時たま、そんなして捕まえた小動物がシエムリアップに届けられる。ときには、ニシキヘビだったりする。このナマケモノ、足に傷がある、籠に入れて薬を塗って治療していた。そして一週間ほどして、突然、足の骨が飛び出してきた。傷で見えなかったが、足の骨が脱臼していた。罠にかかったときに受けた傷。

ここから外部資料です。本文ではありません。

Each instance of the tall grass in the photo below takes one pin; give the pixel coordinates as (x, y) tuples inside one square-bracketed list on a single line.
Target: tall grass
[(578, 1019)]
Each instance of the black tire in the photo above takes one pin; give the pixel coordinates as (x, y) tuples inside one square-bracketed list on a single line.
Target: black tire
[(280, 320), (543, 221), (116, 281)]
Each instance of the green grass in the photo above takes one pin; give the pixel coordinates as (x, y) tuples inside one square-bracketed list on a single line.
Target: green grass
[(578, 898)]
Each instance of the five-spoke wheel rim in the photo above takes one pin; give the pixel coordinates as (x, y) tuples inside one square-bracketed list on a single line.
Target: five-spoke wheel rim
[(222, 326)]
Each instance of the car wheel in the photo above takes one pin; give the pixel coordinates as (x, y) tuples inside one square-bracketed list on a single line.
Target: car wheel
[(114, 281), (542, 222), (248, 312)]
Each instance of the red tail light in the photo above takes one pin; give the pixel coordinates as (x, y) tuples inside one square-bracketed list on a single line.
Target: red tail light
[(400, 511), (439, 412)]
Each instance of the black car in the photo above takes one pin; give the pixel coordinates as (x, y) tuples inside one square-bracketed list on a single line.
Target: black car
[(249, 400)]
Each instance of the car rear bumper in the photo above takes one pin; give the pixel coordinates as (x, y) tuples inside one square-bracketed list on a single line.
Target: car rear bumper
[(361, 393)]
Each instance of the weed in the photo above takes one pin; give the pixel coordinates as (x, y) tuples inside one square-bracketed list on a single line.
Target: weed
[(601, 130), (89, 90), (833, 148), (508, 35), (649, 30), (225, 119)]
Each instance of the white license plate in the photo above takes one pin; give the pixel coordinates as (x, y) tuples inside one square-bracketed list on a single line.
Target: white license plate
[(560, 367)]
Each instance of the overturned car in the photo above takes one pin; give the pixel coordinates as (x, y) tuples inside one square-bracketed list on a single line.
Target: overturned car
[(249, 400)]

近くの、獣医さんに傷口を縫いながら、足に簡単な固定具を添えてもらった。猫のように、少しずつなれてきた。でも、首筋を持つと怒ったような声を出す。先日も、アンコールトムで傷を負ったサルを見つけて、スタッフが連れてきた。運が悪ければ、これも村人に食べられていたはず。そのときもこの獣医さんにお世話になった。そのときは、事情を説明したら、治療代は無料にしてくれた。

伝統の森の、少し育ち始めた森の中に、いろんな小動物がいる。たくさんの魚や鳥とともに。出来れば罠を仕掛けないでというが、そんな小動物を捕まえるコトがあたりまえの村の生活がある。これも、これからの課題のひとつなのかもしれない。傷が痛そうな、ナマケモノにバナナのえさをやりながら、元気になったら森に返してやろうと思うが、少し考えさせられる、そんなひととき。